> I think I went through high water too fast when it rained because all of a
> sudden I have no tail lights or dash lights. I replaced the fuse several
> times only to have the new fuse fry within seconds of putting it in and
> turning on the lights. How big of problem is this to fix for the guy who
> knows nothing about vehicle electric?
This may be the simplest method for you R.I..I think that the water has
shorted the circuit. Probably a connector or socket (tail lights, maybe
rear markers as well). Look under the car for connectors and sockets
that were vulnerable to your water event. Purchase a circuit breaker
fuse of the same amperage to use for testing purposes and install it
where the normal fuse is now. Pull the connectors/sockets apart one at a
time until the breaker stops opening (then you've found it), dry them
out (heat gun or hair dryer BE CAREFUL), dielectric them, and then
replace the C/B fuse with a normal type. Good luck. Stay dry.

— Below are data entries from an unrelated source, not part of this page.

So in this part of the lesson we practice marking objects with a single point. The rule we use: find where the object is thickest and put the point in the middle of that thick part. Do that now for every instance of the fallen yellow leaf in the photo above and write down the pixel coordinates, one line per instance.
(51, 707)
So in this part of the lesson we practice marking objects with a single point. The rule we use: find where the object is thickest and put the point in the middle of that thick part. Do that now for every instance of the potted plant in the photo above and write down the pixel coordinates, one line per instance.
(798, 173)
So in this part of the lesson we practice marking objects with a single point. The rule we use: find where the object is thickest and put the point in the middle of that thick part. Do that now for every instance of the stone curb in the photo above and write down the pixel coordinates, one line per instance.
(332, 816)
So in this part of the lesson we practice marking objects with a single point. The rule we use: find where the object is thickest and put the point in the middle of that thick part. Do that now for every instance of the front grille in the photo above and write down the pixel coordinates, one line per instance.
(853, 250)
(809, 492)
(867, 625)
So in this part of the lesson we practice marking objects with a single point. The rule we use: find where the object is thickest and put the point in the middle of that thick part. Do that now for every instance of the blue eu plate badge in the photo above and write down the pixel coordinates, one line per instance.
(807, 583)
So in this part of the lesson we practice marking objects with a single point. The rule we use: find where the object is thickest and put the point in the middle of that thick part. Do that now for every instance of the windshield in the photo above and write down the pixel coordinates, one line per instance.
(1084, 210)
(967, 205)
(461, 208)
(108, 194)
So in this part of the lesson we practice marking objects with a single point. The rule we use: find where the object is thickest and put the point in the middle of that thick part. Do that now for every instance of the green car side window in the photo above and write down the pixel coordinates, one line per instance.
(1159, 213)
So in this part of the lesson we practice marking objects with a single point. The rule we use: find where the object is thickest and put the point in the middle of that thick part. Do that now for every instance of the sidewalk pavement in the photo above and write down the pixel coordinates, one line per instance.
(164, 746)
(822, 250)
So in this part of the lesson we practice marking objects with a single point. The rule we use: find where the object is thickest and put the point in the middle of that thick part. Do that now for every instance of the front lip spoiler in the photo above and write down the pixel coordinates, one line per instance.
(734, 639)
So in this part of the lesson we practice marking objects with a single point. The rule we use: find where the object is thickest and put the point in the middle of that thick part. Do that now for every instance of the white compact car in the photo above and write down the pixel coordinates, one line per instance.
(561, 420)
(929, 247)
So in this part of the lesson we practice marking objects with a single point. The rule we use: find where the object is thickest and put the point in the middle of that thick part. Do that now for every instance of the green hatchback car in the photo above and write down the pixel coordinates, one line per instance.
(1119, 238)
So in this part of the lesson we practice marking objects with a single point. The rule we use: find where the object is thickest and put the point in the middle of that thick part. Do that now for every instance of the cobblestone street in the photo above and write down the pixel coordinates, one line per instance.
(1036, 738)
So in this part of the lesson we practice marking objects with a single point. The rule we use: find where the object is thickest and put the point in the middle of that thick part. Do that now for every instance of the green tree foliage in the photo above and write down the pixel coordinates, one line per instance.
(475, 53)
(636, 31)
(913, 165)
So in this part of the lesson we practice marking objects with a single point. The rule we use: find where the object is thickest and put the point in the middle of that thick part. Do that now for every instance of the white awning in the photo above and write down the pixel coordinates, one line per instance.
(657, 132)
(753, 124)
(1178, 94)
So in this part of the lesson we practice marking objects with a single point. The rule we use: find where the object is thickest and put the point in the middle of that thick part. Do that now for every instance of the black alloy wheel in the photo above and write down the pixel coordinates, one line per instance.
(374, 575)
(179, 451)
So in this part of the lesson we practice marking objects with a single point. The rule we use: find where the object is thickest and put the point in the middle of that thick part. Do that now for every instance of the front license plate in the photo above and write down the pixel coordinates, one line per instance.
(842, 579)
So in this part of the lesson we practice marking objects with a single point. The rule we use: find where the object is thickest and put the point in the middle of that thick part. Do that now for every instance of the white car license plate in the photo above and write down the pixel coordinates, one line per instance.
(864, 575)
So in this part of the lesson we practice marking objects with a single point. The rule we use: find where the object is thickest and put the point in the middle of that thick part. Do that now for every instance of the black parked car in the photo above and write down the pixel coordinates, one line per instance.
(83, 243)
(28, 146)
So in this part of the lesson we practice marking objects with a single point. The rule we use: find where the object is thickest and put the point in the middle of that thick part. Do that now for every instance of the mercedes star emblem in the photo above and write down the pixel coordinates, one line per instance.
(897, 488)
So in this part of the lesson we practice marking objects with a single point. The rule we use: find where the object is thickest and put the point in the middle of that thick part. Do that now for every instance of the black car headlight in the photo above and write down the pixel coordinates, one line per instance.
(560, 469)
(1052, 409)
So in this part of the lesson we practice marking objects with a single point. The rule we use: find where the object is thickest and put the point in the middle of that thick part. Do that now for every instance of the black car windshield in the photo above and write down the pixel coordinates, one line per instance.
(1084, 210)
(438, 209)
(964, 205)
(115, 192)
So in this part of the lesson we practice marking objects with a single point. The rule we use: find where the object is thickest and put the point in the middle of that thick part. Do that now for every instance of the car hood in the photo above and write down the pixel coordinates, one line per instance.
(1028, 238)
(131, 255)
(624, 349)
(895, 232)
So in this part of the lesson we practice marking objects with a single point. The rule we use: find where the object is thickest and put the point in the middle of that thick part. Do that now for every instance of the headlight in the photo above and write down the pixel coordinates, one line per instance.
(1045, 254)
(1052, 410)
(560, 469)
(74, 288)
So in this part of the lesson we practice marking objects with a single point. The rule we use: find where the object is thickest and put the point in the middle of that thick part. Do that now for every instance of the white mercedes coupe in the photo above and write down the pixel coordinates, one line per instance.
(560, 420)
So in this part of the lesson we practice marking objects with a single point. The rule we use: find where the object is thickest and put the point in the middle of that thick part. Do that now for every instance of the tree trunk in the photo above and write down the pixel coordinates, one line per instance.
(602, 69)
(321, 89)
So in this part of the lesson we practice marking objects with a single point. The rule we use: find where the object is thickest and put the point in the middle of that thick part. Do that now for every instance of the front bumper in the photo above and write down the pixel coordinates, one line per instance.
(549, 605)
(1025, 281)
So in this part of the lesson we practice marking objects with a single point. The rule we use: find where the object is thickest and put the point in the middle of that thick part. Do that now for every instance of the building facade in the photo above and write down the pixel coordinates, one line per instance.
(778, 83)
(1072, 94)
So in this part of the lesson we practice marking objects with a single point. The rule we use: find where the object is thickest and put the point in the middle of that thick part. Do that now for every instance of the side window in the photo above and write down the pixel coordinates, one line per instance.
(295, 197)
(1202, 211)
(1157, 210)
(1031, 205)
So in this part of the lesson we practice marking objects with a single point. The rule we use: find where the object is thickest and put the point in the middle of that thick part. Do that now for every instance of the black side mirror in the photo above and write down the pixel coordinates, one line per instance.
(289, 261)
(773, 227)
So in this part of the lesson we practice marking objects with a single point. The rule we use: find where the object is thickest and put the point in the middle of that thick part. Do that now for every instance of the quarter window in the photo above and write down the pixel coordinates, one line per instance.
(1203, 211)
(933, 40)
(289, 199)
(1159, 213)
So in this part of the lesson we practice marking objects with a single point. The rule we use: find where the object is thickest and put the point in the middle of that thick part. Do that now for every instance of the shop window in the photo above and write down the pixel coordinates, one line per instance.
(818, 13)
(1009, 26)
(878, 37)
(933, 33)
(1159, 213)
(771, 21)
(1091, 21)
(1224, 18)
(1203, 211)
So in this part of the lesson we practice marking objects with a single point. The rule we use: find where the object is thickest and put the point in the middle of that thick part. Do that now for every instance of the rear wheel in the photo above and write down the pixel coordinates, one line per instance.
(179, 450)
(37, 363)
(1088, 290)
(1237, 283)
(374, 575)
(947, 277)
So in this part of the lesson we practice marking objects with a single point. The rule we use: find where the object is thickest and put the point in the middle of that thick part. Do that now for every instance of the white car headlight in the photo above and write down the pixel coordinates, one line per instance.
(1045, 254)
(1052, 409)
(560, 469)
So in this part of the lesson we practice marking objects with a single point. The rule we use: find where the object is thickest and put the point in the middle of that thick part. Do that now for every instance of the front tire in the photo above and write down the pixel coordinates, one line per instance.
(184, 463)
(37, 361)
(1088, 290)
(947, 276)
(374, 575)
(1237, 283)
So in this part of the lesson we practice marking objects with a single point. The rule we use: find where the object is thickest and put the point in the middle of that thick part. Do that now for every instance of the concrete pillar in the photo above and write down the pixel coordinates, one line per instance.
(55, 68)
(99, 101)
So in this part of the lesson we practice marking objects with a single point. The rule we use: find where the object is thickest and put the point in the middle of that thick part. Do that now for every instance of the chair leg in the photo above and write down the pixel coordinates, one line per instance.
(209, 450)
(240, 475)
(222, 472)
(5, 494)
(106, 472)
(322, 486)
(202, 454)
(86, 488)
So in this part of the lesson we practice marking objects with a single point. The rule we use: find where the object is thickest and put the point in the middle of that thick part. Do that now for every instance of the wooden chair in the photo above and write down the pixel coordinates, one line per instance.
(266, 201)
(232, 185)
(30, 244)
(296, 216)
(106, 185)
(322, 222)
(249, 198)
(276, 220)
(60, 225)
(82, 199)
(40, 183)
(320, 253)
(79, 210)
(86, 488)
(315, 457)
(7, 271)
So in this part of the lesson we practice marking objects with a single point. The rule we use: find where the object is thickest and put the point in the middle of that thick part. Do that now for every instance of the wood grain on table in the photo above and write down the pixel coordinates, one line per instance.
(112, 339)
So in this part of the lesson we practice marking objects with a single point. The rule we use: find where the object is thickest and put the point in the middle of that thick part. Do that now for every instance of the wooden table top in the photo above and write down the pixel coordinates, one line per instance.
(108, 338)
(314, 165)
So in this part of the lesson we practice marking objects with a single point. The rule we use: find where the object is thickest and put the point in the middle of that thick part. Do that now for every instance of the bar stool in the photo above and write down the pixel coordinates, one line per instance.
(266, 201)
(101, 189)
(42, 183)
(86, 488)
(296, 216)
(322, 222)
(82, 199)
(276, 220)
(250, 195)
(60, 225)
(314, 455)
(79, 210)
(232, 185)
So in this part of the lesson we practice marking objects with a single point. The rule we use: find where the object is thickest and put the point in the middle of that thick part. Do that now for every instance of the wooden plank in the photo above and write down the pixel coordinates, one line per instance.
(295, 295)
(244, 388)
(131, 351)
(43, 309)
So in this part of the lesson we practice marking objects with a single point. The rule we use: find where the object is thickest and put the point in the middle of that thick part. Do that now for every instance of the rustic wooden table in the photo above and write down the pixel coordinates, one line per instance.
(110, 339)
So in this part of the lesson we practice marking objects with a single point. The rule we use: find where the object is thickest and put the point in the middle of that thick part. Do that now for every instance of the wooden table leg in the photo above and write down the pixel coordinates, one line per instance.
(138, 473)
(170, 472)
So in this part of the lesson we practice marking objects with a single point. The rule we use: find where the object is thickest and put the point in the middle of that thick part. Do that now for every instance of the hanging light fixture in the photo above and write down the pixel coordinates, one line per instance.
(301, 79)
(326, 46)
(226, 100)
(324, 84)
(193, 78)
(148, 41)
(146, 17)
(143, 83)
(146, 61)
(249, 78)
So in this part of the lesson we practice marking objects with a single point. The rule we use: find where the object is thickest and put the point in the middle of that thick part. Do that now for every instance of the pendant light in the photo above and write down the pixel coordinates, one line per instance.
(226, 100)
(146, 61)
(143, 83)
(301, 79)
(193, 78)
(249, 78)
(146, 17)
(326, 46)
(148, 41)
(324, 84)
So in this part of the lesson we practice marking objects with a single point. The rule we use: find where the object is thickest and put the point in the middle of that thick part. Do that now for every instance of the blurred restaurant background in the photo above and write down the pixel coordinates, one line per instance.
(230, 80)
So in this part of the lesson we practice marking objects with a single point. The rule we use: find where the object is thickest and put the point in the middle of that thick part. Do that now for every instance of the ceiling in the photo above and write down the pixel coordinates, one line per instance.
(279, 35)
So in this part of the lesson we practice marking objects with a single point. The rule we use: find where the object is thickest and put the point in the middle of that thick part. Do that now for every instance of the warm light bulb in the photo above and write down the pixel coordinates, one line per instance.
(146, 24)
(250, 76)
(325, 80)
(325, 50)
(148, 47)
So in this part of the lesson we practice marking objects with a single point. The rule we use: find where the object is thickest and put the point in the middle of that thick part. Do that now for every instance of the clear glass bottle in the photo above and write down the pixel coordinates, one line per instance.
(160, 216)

mack - 29 May 2007 17:41 GMT
"Ph@Boy" <user@example.net> wrote in message
> This may be the simplest method for you R.I..I think that the water has
> shorted the circuit. Probably a connector or socket (tail lights, maybe
[quoted text clipped - 5 lines]
> or hair dryer BE CAREFUL), dielectric them, and then replace the C/B fuse
> with a normal type. Good luck. Stay dry.
Good advice, but I'd steer clear of a heat gun, unless it's used VERY
judiciously. It may take a little longer to dry out with a hair dryer, but
you won't melt the plastic parts as easily.
Reasoned Insanity - 29 May 2007 21:49 GMT
> "Ph@Boy" <user@example.net> wrote in message
>> This may be the simplest method for you R.I..I think that the water has
[quoted text clipped - 10 lines]
> judiciously. It may take a little longer to dry out with a hair dryer,
> but you won't melt the plastic parts as easily.
Sadly, I found out that everything was burnecd up all the way back to the
taillights. I wouldn't know the first thing about replacing it so it's gonna
run about $300 to fix. Donations anyone?